Once a prototype has been refined & there is confidence in its performance against a defined set of specifications, animal trials will be carried out, which is a very important step. During these trials we can test the device to the extreme & ensure that once it is used in patients it will perform as expected & not cause any injury to the patient or physician.
What are the main tasks and responsibilities?
As a design engineer you will oversee the application of your knowledge through the design cycle.
Observations made during hospital visits, historical experience with other devices & the experience from the other design engineers are all feed into the design of new & improved products.
As the medical device industry is constrained by a lot regulatory requirements, testing of any ideas makes up a large part of the job.
Another aspect of the job involves regular communication with various vendors to ensure the timely delivery of components for the assembly of prototypes. As it is such a competitive industry, timelines are extremely important.
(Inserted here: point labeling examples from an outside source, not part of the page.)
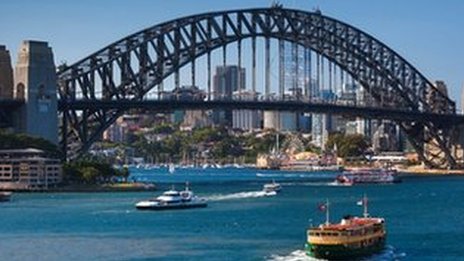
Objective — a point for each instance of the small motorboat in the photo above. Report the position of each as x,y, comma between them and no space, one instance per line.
173,199
272,188
5,196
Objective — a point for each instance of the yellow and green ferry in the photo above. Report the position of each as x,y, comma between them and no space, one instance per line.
351,238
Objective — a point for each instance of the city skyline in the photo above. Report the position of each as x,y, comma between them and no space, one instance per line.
75,30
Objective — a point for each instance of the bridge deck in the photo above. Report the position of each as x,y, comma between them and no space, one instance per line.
347,110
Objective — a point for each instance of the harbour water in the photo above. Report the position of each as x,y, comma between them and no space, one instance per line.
425,219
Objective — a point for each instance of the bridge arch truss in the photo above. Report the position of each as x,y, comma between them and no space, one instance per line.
132,67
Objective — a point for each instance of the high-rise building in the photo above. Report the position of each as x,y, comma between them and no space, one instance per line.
36,83
6,74
226,81
246,119
436,98
191,118
462,99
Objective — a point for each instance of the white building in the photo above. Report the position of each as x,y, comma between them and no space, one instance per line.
28,169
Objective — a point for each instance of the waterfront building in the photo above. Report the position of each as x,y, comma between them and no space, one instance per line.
6,74
28,169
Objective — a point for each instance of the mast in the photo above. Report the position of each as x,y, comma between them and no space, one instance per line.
365,213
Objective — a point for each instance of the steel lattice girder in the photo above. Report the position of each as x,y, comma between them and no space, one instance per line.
145,58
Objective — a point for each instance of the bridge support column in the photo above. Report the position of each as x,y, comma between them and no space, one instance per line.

Therefore as businesses want to be first to market with their new products, management of the project to specific timelines, together with the quality of the product is all part of the design engineers responsibility.
What are the main challenges?
Device design & the application of new materials: As the majority of products we work with have to be delivered to the body non-invasively the main challenge is to find materials & components that are small enough to provide the necessary requirements.
For example, the application of Nitinol (NiTi), a shape memory metal, to stents in the 1990’s. NiTi is commercially used in spectacles & can withstand very high stresses & stains. Stents are small metal structures used to open vessels in the body which may have become blocked. The stent can be reduced in outer diameter & is attached to a delivery device. Once in the body it is enlarged, sometimes by the inflation of a balloon which pushes the stent against the wall of the vessel it needs to dilate.
Other challenges include the management of projects & ensuring timelines are hit on schedule.
Some of the new materials we get to use.
Observing animal trials & seeing our devices being used.
Observing procedures at the hospital & getting feedback from surgeons.
The coolest thing of all however is to hear that the device has worked & the quality of life of many patients has improved.
What's not so cool?
Because we work in such a regulated industry there is a lot of paperwork required. This involves validation of the design & all the various processes used to make the product. This represents the uncool aspect of the job but is extremely important as it reduces the potential that a patient will be injured or die as a result of a poor design.
What particular skills do you bring to your workplace?
Being able to visualize something before it becomes a physical entity is very valuable.
Good attention to detail & to be good with your hands.
Understanding medical device regulations & testing requirements.
Types of materials that can be used in the medical device industry.